🤖 AI Summary
Contemporary image generation models achieve high visual fidelity but rely on complex parametric architectures and extensive training, resulting in opaque generative mechanisms. Method: This paper proposes a zero-shot, fully non-parametric generative framework that exploits inherent properties of natural images—spatial non-stationarity, low-level regularity, and high-level semantic structure—defining pixel-wise conditional distributions solely via local contextual windows, enabling interpretable, pixel-level sampling without optimization. Contribution/Results: The approach uncovers a “part-to-whole” generalization principle, offering a minimal theoretical account of natural image structure. It generates visually realistic samples on MNIST and CIFAR-10, with fully traceable and reproducible inference. Crucially, it achieves, for the first time, simultaneous high-fidelity synthesis and mechanistic interpretability—bridging generative performance with analytical transparency—and substantially advances the explainability and theoretical tractability of generative models.
📝 Abstract
Scaling and architectural advances have produced strikingly photorealistic image generative models, yet their mechanisms still remain opaque. Rather than advancing scaling, our goal is to strip away complicated engineering tricks and propose a simple, non-parametric generative model. Our design is grounded in three principles of natural images-(i) spatial non-stationarity, (ii) low-level regularities, and (iii) high-level semantics-and defines each pixel's distribution from its local context window.

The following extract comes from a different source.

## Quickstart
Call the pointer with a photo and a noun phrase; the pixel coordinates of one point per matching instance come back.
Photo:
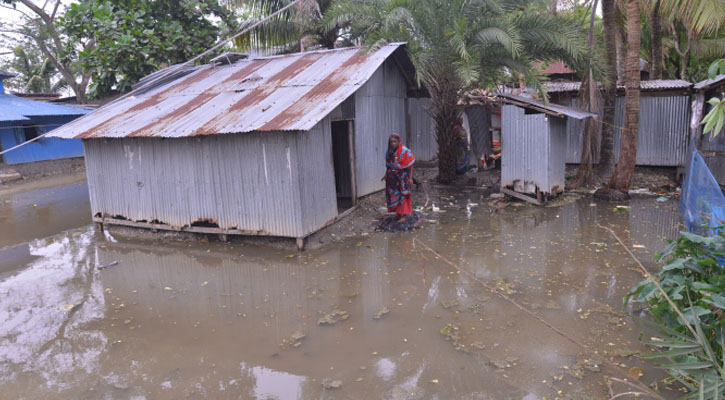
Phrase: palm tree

Despite its minimal architecture and no training, the model produces high-fidelity samples on MNIST and visually compelling CIFAR-10 images. This combination of simplicity and strong empirical performance points toward a minimal theory of natural-image structure. The model's white-box nature also allows us to have a mechanistic understanding of how the model generalizes and generates diverse images. We study it by tracing each generated pixel back to its source images. These analyses reveal a simple, compositional procedure for "part-whole generalization", suggesting a hypothesis for how large neural network generative models learn to generalize.